One of the most defining experiences shared by a generation is the technology it grew up with.

Boomers passed through childhood as television took hold, Generation X saw computers come onto the scene and Millennials were born into the age of the Internet.

More recently, members of iGen or Generation Z are the first to grow up with smartphones, said Dr. Jean Twenge in her book  iGen: Why Today’s Super-Connected Kids Are Growing Up Less Rebellious, More Tolerant, Less Happy — and Completely Unprepared for Adulthood — and What That Means for the Rest of Us. Absorbed with social media and texting, they are said to spend less time with their friends in person, which could be making them anxious or lonely, experts like Twenge say.

Many members of Generation Alpha have grown up using smartphones and tablets as part of their childhood entertainment, with many being exposed to devices as a soothing distraction or educational aids. Some 90% of young children used a handheld electronic device by the age of one; in some cases, children started using them when they were only a few months old.

What defines a generation

According to many sociologists a generation is a clusters of people born during a given timeframe. They have experienced similar life situations, share comparable views and attitudes, and differentiate themselves from other generations. Some common generational influences are easy to identify: current events, technology, fads, economic times, parenting, education, and size.

According to the US Census Bureau, while the Baby Boomer generation is associated with a rise in fertility, no similar demographic event can be used to distinguish Millennial generation or generations after; it’s shared experiences rather than demographics that define them.

Older Baby Boomers observed the Korean and Vietnam wars, and older members of that generation also participated in the latter.

Generation Jones had Watergate, the 1979 oil embargo, and AIDS, fostering what many see as a loss of trust in government and other institutions.

Those in Generation X are “the last Americans that know how to fold a newspaper, take a joke, and listen to a dirty story without losing their minds,” Vanity Fair magazine once wrote.

But Gen Xers also are described as the first “latchkey” kids, exposed to daycare and divorce that made them cautious and pragmatic.

During a short grace period, Xennials went to school before Columbine and found jobs before the recession.

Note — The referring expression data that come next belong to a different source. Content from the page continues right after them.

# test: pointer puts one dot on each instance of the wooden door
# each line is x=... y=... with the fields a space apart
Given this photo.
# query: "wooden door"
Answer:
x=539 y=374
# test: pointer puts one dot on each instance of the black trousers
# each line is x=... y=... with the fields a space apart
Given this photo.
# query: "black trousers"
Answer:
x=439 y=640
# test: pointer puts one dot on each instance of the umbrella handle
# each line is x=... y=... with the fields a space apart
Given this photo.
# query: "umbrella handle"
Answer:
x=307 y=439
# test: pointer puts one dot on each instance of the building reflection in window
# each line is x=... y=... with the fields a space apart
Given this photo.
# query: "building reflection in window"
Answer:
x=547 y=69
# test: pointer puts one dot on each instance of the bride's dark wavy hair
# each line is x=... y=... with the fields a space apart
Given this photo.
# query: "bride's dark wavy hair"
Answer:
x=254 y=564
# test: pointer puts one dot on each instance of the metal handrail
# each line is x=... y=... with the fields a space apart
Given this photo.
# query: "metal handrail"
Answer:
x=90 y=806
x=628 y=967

Millennials learned about popular culture via cable television, joined the workforce at the height of the recession and delayed leaving home and marriage, giving them a “slow-start” reputation. They were old enough to understand the Sept. 11 attacks, helped elect the nation’s first black president and are the second-largest generation of voters after baby boomers

Generation Z will have more money than any previous generation — but more school debt as well. Donald Trump may be the first U.S. president they know.

Generation Alpha was born into an environment where the use of electronic devices is ubiquitous and have been surrounded by adult Internet use from the beginning of their lives. Much of Generation Alpha has lived through the global COVID-19 pandemic as young children. Many were faced with extended periods out of school or daycare, and spent much more time at home.

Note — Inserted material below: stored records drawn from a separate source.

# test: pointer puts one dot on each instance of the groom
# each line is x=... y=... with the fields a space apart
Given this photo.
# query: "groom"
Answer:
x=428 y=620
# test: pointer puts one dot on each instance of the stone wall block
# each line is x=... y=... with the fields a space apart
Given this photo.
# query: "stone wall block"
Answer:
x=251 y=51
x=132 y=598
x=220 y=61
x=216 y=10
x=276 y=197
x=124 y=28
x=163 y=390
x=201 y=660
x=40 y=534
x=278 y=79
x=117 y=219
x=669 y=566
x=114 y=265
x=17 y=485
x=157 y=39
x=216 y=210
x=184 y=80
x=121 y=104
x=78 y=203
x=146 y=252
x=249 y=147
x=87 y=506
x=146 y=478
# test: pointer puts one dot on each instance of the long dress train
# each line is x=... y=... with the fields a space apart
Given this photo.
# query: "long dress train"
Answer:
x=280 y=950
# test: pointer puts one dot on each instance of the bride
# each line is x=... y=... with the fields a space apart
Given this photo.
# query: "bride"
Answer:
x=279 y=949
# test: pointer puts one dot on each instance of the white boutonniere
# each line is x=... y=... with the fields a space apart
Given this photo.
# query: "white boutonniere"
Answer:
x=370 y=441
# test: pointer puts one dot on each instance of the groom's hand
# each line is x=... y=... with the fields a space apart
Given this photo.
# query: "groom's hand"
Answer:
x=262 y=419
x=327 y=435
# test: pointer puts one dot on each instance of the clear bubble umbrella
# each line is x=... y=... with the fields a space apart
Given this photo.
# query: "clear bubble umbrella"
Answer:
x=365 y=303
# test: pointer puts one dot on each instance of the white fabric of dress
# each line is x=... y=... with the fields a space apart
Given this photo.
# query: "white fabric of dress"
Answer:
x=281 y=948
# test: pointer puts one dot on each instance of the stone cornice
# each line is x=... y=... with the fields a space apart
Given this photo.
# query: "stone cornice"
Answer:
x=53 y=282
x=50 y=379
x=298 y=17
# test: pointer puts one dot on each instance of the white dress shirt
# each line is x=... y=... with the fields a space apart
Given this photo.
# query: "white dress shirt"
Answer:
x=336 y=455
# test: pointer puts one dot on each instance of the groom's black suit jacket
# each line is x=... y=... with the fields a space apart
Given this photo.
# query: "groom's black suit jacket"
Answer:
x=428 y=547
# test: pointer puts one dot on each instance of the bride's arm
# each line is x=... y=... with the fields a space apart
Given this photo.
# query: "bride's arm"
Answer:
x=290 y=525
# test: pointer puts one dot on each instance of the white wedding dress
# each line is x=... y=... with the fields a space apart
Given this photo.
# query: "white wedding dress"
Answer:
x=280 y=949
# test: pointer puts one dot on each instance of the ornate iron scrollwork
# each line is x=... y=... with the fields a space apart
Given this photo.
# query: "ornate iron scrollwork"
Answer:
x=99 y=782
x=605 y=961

But does it really matter?

Not everyone buys into the concept of generations, by the way.

A Slate magazine piece argued there was no scientific evidence to support the distinct characteristics of generations and that the concepts were arbitrary, flawed and stereotyped.

“Generations and generational differences are intriguing and inherently appealing concepts. As such, the media will keep on reporting on them, academics will publish, pundits will talk, and consultants will sell to whoever is buying,” it said.

“But the science says that, despite their popularity, generations simply aren’t a thing.”